# Error: Steady state has NaNs or Inf

Dear all:

I am failry new to dynare and I have the following problem that leads to the error: The Steady state has NaNs or Inf.

If I run the following:

``````nu      = nubar+(1-del)*nu(-1)+c*Gov^mu;
Gov     = (c*mu*d*exp(-d*H)*R^omeg*Cg)^(1/(1-mu));
``````

The code results in the error message.

Note c = 0. Hence, Gov = 0 for all periods and the first equation could be simplified to

``````nu      = nubar+(1-del)*nu(-1)
``````

c will be different from 0 at some point but first I need to figure out why the model fails.

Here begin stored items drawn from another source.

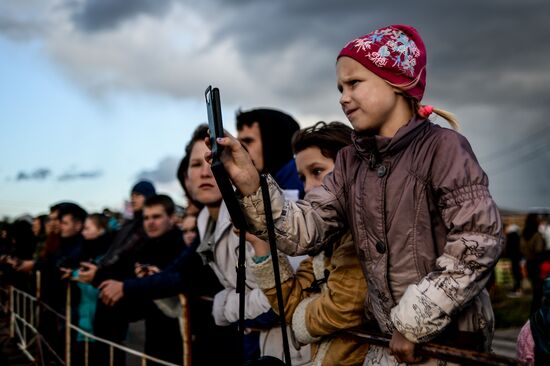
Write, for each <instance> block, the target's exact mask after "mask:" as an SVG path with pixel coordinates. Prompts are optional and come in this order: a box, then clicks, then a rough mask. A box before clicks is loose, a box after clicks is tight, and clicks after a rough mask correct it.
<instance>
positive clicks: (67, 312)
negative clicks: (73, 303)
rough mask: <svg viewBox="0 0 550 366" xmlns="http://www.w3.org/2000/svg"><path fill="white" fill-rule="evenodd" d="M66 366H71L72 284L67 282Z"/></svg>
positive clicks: (65, 321)
mask: <svg viewBox="0 0 550 366" xmlns="http://www.w3.org/2000/svg"><path fill="white" fill-rule="evenodd" d="M65 366H71V283H70V282H67V303H66V307H65Z"/></svg>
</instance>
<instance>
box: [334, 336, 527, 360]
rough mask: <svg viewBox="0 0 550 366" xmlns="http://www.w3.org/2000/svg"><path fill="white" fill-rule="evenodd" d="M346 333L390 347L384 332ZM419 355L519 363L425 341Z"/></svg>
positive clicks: (485, 353)
mask: <svg viewBox="0 0 550 366" xmlns="http://www.w3.org/2000/svg"><path fill="white" fill-rule="evenodd" d="M344 333H345V334H349V335H352V336H354V337H358V338H361V339H363V340H365V341H366V343H368V344H371V345H376V346H381V347H386V348H388V347H389V345H390V337H389V336H387V335H384V334H379V333H373V332H368V331H366V330H363V329H361V330H359V329H354V330H348V331H345V332H344ZM416 352H417V353H418V354H419V355H421V356H424V357H426V358H435V359H438V360H443V361H449V362H455V363H458V364H460V365H472V366H475V365H479V366H510V365H519V362H518V361H517V360H516V359H513V358H510V357H505V356H500V355H495V354H492V353H486V352H476V351H470V350H465V349H460V348H454V347H448V346H443V345H440V344H434V343H424V344H422V345H421V346H419V347H418V349H417V351H416Z"/></svg>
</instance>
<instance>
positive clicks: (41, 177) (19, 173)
mask: <svg viewBox="0 0 550 366" xmlns="http://www.w3.org/2000/svg"><path fill="white" fill-rule="evenodd" d="M51 174H52V172H51V170H50V169H48V168H38V169H35V170H33V171H30V172H25V171H19V172H18V173H17V175H16V176H15V180H17V181H23V180H45V179H47V178H48V177H49V176H50V175H51Z"/></svg>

If I use this simplification and run the following:

``````nu      = nubar+(1-del)*nu(-1);
Gov     = (c*mu*d*exp(-d*H)*R^omeg*Cg)^(1/(1-mu));
``````

Then dynare is able to compute the steady state of the model.

Does anyone have an idea why this happens?

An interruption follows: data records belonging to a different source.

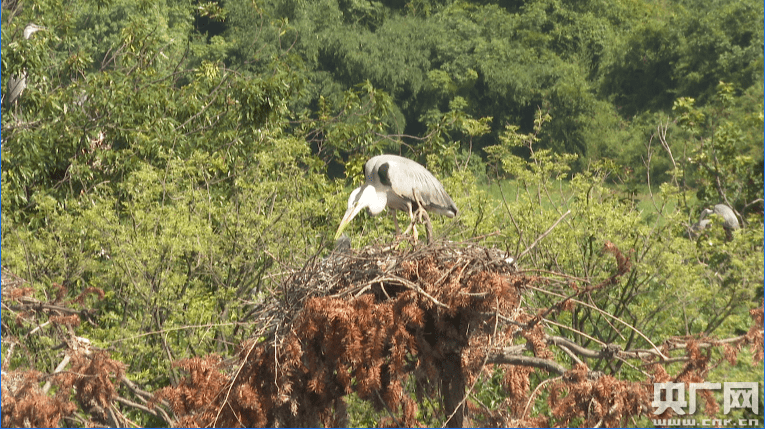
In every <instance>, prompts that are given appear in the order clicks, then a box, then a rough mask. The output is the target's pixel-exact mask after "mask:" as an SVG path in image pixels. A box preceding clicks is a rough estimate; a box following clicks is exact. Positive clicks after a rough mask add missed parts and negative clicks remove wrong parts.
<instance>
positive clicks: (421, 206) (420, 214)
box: [412, 189, 433, 245]
mask: <svg viewBox="0 0 765 429" xmlns="http://www.w3.org/2000/svg"><path fill="white" fill-rule="evenodd" d="M412 194H413V195H414V199H415V200H417V206H418V207H417V216H418V217H419V219H420V222H422V218H423V216H424V217H425V232H426V233H427V236H428V245H430V244H432V243H433V225H431V224H430V216H428V212H427V211H426V210H425V204H423V203H422V199H421V198H420V195H419V193H418V192H416V191H415V190H414V189H412ZM412 222H414V218H412Z"/></svg>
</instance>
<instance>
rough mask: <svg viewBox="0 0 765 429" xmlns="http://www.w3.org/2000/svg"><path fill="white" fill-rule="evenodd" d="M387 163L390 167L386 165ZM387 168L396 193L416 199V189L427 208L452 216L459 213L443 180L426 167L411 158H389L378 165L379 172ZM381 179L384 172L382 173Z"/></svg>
mask: <svg viewBox="0 0 765 429" xmlns="http://www.w3.org/2000/svg"><path fill="white" fill-rule="evenodd" d="M385 164H387V165H388V167H387V168H386V167H385ZM385 170H387V173H388V174H387V179H388V181H389V182H390V187H391V188H392V189H393V192H394V193H396V195H398V196H400V197H402V198H404V199H407V200H410V201H416V200H415V198H414V194H413V193H412V191H413V190H416V191H417V193H418V195H419V197H420V199H421V200H422V203H423V204H424V205H425V207H424V208H425V209H426V210H429V211H433V212H435V213H438V214H441V215H445V216H449V217H452V216H454V215H456V214H457V205H456V204H454V201H453V200H452V198H451V197H450V196H449V194H447V193H446V190H444V187H443V185H442V184H441V182H439V181H438V179H436V177H435V176H433V174H431V172H429V171H428V170H427V169H425V167H423V166H422V165H420V164H418V163H417V162H414V161H412V160H410V159H406V158H401V159H399V160H387V161H385V162H383V163H381V164H379V165H378V172H379V173H384V172H385ZM380 176H381V180H382V178H383V174H380Z"/></svg>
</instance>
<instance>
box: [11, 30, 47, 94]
mask: <svg viewBox="0 0 765 429" xmlns="http://www.w3.org/2000/svg"><path fill="white" fill-rule="evenodd" d="M41 30H45V28H44V27H40V26H39V25H37V24H33V23H29V24H28V25H27V26H26V27H24V40H29V38H30V37H32V35H33V34H34V33H36V32H38V31H41ZM26 87H27V71H26V70H24V71H22V72H21V74H20V75H13V76H11V77H10V78H8V92H7V93H6V94H5V97H4V99H3V102H4V103H6V105H7V106H11V105H13V104H14V103H15V102H16V101H18V99H19V97H21V93H22V92H24V90H25V89H26Z"/></svg>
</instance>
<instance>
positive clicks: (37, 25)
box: [24, 22, 45, 40]
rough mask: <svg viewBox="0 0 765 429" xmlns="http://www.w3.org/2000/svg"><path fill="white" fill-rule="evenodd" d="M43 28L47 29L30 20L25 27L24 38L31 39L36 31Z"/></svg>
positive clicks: (41, 29)
mask: <svg viewBox="0 0 765 429" xmlns="http://www.w3.org/2000/svg"><path fill="white" fill-rule="evenodd" d="M41 30H45V27H40V26H39V25H37V24H33V23H31V22H30V23H29V25H27V26H26V27H24V39H26V40H29V38H30V37H32V35H33V34H34V33H36V32H38V31H41Z"/></svg>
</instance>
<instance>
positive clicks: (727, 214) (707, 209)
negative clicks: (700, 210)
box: [691, 204, 741, 240]
mask: <svg viewBox="0 0 765 429" xmlns="http://www.w3.org/2000/svg"><path fill="white" fill-rule="evenodd" d="M711 214H716V215H718V216H720V217H722V218H723V228H725V235H726V237H727V238H728V240H732V239H733V231H735V230H737V229H739V228H741V225H739V223H738V218H737V217H736V213H734V212H733V209H731V208H730V207H728V206H726V205H725V204H715V206H714V209H704V210H702V211H701V215H700V216H699V221H698V222H696V223H695V224H693V226H692V227H691V231H692V233H693V234H694V235H698V234H699V233H700V232H701V231H703V230H704V229H706V228H707V227H708V226H709V224H711V223H712V221H710V220H709V219H705V218H706V217H707V216H708V215H711Z"/></svg>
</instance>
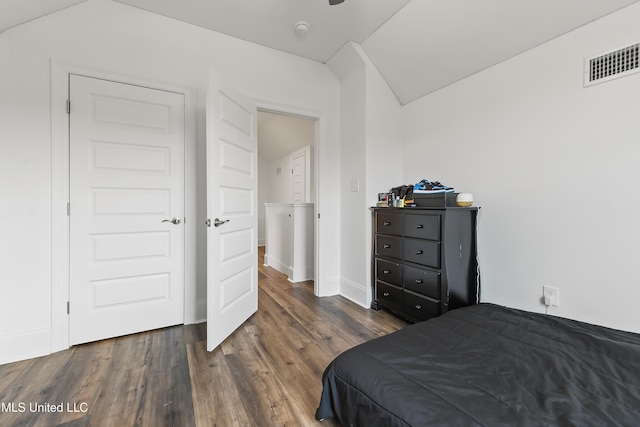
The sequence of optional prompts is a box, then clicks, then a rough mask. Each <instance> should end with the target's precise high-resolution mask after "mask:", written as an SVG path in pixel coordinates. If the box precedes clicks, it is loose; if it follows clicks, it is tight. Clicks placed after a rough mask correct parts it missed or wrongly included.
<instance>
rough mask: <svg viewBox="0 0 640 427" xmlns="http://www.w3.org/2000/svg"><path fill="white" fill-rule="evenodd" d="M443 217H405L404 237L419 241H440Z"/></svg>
mask: <svg viewBox="0 0 640 427" xmlns="http://www.w3.org/2000/svg"><path fill="white" fill-rule="evenodd" d="M440 218H441V215H424V214H422V215H417V214H411V213H407V214H406V215H405V216H404V235H405V236H408V237H415V238H418V239H429V240H440Z"/></svg>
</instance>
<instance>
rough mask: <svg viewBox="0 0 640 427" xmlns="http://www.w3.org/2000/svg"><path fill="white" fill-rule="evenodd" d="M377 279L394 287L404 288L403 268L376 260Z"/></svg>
mask: <svg viewBox="0 0 640 427" xmlns="http://www.w3.org/2000/svg"><path fill="white" fill-rule="evenodd" d="M376 278H377V279H378V280H382V281H384V282H387V283H391V284H392V285H397V286H402V266H401V265H400V264H398V263H395V262H390V261H385V260H382V259H378V258H376Z"/></svg>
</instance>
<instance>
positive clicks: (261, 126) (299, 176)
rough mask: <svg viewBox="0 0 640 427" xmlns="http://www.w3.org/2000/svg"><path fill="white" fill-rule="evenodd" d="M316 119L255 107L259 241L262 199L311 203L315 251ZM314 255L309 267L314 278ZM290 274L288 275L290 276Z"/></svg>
mask: <svg viewBox="0 0 640 427" xmlns="http://www.w3.org/2000/svg"><path fill="white" fill-rule="evenodd" d="M317 141H318V119H317V118H314V117H309V116H304V115H299V114H294V113H289V112H282V111H277V110H272V109H261V108H258V176H259V186H258V209H259V210H258V212H259V216H258V242H259V246H264V245H265V244H266V235H267V231H266V229H267V215H266V208H265V203H268V204H300V203H307V204H310V205H312V206H311V215H310V216H311V221H310V222H311V224H310V227H311V231H310V239H307V240H311V242H310V245H311V246H312V248H313V249H312V251H313V253H316V254H317V253H318V252H317V251H318V245H317V243H318V242H317V239H315V238H314V236H315V232H314V225H313V224H314V222H315V221H313V218H314V217H315V215H314V213H313V212H314V211H317V191H316V187H317V186H316V183H317V179H318V178H317V167H316V162H315V152H316V149H317ZM316 260H317V257H314V259H313V262H311V264H312V269H313V271H314V272H315V273H314V274H315V277H316V278H317V274H316V273H317V271H316V266H315V264H317V262H316ZM291 279H292V277H290V280H291Z"/></svg>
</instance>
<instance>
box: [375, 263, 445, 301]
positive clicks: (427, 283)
mask: <svg viewBox="0 0 640 427" xmlns="http://www.w3.org/2000/svg"><path fill="white" fill-rule="evenodd" d="M379 277H380V276H378V278H379ZM403 283H404V287H405V288H406V289H410V290H412V291H414V292H417V293H419V294H422V295H426V296H428V297H431V298H435V299H438V300H439V299H440V273H438V272H437V271H433V270H426V269H422V268H416V267H411V266H408V265H404V266H403Z"/></svg>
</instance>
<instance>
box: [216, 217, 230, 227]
mask: <svg viewBox="0 0 640 427" xmlns="http://www.w3.org/2000/svg"><path fill="white" fill-rule="evenodd" d="M226 222H229V220H228V219H225V220H224V221H221V220H220V219H219V218H216V219H214V220H213V226H214V227H220V226H221V225H222V224H224V223H226Z"/></svg>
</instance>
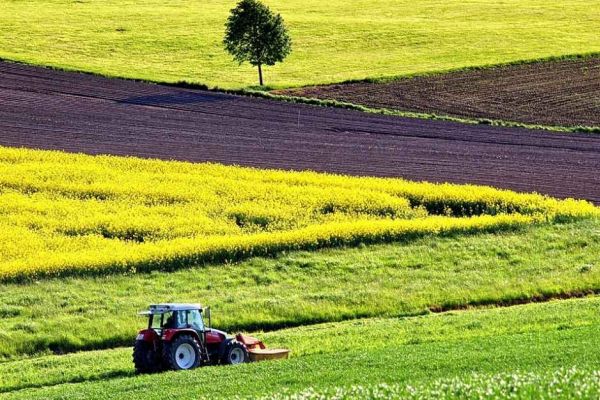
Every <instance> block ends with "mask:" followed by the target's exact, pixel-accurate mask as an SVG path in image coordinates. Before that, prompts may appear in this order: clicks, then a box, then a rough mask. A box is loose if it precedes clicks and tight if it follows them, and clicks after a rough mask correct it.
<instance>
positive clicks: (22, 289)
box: [0, 220, 600, 359]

If needed, I can upload the whole model.

Thank you.

If `Gov=0`, you will have an issue with `Gov^mu` if `mu` is negative, because you will be dividing by 0.

Thank you!

To add on your reply: Is it possible that `mu` can neither be `mu<1`. As the first derivative would become an issue due to dividing by 0?

If this is true, I guess I’ll have to find either another functional form or method to calculate the steady state.

Yes, that would be an issue for the Jacobian.